Lunedì 30 Ottobre 2017 di Mario Meliadò
Agrigento, 7 anni di carcere a uno scafista tunisino: è la prima condanna in Italia
Per la prima volta in Italia uno scafista che aveva trasportato decine d’extracomunitari in territorio europeo a bordo di un’imbarcazione “fantasma” è stato condannato. Quello dei barconi “fantasma” è un fenomeno relativamente recente, ma che gli investigatori e la stessa Procura nazionale antimafia ritengono in forte espansione (solo l’estate scorsa, imbarcazioni sfuggite a ogni forma di controllo hanno fatto arrivare clandestinamente circa cinquemila migranti tra Lampedusa, Linosa e le coste agrigentine) e particolarmente pericoloso per le vite delle persone trasportate.

Parliamo di natanti che viaggiano  “dolosamente” privi d’alcun tipo di riconoscimento: niente bandiere, zero codici identificativi.

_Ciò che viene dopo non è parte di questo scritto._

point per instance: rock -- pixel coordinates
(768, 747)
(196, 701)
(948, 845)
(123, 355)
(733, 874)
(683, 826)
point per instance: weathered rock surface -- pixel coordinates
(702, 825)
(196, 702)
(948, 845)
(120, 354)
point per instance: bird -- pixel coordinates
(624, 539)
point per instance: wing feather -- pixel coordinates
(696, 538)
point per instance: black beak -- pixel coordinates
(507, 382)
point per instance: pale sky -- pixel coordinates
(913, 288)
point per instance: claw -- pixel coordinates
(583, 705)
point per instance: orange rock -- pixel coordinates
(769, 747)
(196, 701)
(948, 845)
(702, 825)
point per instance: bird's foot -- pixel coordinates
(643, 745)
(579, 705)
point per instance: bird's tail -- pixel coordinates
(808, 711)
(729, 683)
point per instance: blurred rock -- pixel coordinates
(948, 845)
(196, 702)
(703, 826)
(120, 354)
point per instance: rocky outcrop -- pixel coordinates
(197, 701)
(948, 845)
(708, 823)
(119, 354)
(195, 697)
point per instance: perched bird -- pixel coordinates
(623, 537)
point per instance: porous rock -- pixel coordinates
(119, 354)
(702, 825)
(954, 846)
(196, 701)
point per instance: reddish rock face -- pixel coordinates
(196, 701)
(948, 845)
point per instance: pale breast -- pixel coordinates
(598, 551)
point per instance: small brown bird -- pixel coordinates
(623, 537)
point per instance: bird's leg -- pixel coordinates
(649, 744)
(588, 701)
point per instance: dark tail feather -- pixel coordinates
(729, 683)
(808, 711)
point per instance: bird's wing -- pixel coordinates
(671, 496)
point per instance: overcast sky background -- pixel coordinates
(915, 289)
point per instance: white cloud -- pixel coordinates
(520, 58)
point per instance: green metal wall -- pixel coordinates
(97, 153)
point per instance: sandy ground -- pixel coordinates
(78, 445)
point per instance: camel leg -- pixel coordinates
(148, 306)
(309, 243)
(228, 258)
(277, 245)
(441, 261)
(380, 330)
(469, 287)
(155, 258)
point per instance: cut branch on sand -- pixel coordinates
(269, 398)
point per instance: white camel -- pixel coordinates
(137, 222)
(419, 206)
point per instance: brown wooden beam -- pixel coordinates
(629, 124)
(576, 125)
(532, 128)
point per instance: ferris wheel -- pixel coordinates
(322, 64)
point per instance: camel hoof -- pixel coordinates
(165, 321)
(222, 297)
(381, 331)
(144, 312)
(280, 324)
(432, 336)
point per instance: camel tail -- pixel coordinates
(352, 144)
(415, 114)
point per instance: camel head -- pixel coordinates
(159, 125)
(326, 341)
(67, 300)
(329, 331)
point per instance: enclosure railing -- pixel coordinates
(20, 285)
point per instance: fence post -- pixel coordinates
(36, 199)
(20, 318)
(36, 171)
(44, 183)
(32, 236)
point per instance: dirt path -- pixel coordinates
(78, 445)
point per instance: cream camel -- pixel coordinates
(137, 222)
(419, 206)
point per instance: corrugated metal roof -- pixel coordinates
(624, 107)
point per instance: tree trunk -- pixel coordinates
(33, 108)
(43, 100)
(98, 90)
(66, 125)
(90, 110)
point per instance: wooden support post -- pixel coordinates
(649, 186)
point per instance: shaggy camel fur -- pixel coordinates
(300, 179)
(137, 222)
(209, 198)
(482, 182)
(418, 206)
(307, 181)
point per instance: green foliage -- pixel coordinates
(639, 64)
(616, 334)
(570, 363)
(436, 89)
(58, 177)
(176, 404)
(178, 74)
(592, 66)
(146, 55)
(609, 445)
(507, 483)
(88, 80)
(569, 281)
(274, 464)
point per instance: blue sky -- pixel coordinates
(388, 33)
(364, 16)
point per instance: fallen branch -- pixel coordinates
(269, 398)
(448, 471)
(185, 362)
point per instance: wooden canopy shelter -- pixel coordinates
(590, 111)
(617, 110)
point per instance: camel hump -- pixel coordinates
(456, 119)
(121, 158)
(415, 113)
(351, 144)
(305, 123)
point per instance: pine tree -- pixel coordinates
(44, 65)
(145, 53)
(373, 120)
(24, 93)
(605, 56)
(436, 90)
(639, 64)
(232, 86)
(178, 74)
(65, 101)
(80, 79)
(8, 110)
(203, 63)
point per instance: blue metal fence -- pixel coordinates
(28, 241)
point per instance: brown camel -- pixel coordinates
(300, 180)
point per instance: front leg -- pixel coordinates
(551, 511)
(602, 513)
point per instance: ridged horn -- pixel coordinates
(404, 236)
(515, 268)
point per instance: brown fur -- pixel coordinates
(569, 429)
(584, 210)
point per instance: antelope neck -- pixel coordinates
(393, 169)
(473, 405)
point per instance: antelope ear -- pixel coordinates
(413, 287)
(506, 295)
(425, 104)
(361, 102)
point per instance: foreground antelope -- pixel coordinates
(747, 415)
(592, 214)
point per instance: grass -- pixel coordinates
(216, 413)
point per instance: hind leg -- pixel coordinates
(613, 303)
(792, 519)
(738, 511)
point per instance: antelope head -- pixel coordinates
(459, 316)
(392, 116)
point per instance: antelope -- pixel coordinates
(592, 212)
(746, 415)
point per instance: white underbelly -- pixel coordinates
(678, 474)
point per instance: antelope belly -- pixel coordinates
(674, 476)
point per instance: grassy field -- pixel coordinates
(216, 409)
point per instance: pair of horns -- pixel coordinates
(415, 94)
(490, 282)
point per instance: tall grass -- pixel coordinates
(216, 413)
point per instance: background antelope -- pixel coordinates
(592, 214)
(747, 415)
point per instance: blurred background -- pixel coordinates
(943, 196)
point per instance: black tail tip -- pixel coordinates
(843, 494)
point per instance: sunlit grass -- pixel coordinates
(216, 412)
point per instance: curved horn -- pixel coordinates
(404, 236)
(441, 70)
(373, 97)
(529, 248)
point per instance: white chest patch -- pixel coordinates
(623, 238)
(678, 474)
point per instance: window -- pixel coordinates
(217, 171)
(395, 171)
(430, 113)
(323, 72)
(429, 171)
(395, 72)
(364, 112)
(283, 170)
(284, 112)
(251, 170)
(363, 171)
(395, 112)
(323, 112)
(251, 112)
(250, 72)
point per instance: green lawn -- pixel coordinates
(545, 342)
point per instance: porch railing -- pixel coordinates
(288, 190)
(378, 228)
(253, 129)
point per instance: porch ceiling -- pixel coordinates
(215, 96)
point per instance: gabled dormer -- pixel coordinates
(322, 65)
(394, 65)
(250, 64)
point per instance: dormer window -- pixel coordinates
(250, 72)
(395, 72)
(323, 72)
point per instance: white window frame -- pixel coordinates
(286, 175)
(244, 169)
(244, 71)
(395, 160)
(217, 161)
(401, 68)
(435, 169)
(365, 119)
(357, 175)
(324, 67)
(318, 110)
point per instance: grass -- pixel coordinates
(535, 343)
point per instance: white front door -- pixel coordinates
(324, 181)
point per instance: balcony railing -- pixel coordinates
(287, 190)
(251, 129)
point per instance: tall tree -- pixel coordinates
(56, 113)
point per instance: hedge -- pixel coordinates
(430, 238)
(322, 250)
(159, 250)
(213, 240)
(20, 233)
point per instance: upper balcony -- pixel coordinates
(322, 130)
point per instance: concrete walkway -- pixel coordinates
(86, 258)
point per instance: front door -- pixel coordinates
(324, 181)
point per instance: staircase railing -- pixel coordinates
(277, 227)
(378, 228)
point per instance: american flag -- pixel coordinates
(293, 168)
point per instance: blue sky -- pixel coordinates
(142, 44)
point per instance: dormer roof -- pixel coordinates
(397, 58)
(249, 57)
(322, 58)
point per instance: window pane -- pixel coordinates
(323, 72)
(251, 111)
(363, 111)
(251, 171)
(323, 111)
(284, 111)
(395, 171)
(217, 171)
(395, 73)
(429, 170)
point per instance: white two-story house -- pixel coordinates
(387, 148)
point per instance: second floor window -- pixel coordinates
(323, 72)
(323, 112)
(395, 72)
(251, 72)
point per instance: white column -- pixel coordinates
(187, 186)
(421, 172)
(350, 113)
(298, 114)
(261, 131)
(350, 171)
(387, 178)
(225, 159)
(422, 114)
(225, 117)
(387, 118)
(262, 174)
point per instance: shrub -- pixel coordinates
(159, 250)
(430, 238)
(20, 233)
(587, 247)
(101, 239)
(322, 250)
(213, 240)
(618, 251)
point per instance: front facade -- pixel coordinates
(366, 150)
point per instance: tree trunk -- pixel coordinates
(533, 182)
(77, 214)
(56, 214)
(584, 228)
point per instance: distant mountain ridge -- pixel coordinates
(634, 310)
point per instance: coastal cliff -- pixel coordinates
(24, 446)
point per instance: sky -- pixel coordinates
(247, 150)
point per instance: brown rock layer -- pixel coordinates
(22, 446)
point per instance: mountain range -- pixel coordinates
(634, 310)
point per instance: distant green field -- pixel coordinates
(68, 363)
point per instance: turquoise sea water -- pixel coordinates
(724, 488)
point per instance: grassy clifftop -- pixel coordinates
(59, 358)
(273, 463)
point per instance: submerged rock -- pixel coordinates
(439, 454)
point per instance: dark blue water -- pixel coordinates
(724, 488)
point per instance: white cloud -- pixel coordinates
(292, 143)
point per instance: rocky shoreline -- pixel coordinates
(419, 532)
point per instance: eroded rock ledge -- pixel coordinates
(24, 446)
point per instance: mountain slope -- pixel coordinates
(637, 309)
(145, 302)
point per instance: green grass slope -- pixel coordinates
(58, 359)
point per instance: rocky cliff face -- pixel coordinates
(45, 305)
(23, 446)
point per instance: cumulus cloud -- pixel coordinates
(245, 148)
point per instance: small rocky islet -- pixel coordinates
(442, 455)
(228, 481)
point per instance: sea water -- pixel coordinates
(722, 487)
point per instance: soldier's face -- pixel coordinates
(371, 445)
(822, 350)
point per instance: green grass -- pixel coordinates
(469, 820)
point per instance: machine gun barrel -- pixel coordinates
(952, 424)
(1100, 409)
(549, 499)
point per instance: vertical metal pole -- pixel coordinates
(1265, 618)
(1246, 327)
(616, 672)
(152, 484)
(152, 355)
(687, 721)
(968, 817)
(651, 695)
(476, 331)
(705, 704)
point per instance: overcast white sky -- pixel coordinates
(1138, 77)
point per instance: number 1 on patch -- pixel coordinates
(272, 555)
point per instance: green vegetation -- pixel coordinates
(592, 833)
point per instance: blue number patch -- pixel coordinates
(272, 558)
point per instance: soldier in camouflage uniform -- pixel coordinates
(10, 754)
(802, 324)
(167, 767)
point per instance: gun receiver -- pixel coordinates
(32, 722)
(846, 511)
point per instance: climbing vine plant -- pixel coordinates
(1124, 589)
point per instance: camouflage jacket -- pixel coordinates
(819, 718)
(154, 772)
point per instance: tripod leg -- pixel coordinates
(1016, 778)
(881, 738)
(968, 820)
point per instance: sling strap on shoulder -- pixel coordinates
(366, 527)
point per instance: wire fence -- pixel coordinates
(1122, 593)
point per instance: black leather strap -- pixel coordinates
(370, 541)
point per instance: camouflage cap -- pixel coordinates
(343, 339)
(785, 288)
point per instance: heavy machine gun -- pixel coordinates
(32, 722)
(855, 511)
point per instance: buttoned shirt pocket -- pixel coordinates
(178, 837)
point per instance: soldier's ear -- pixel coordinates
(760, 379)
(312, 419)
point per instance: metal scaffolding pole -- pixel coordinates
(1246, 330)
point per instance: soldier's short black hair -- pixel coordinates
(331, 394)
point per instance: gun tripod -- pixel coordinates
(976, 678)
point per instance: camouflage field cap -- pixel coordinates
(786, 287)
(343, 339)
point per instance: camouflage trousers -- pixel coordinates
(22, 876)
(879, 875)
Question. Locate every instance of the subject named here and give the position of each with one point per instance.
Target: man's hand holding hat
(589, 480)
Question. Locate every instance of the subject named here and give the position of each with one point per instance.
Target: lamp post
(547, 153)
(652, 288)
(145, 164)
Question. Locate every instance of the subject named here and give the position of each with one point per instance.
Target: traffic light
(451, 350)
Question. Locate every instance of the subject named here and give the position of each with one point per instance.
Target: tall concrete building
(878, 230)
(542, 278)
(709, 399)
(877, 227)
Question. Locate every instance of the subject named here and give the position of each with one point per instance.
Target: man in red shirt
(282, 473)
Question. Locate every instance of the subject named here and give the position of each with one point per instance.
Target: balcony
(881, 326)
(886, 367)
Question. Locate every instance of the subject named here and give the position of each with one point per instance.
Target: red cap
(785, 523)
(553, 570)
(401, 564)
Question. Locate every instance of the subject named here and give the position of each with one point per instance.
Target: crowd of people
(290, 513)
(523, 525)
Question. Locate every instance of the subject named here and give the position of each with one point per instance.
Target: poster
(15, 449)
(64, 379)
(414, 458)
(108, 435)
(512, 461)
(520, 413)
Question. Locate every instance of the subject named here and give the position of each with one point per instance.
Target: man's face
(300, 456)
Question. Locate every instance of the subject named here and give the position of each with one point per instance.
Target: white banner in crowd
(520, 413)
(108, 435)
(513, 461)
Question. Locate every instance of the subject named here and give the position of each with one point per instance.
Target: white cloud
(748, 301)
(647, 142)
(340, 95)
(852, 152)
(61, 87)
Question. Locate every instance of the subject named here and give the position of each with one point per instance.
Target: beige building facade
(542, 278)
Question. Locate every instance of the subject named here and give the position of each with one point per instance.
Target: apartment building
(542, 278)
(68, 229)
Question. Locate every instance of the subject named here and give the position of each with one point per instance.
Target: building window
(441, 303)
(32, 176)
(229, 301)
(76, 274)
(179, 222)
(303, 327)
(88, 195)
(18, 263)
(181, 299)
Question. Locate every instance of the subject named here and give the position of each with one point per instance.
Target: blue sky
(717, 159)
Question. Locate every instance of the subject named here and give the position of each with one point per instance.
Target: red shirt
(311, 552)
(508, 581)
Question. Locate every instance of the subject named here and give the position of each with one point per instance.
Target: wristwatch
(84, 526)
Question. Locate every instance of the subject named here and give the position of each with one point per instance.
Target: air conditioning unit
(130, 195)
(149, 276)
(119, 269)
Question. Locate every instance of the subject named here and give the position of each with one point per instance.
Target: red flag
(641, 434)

Appunto, dei “fantasmi” in mezzo al mare. Chiaro che il rischio per i migranti sia altissimo, a bordo di navi del tutto anonime, così come in simili condizioni sale di brutto la probabilità che scafisti senza scrupoli si disfacciano della “merce umana” meno docile.

Per tacere di un altro, gravissimo pericolo: possibili infiltrazioni terroristiche degli integralisti islamici, la maledetta «guerra asimmetrica» evocata nei mesi scorsi dallo stesso procuratore nazionale antimafia Franco Roberti in un’intervista rilasciata proprio a il Messaggero, sottolineando che un simile canale potrebbe in teoria «essere usato da criminali di ogni genere» e che per uno «Stato-mafia» come l’Isis è assai utile autofinanziare le proprie opere di morte tramite i commerci più redditizi, come la tratta di migranti.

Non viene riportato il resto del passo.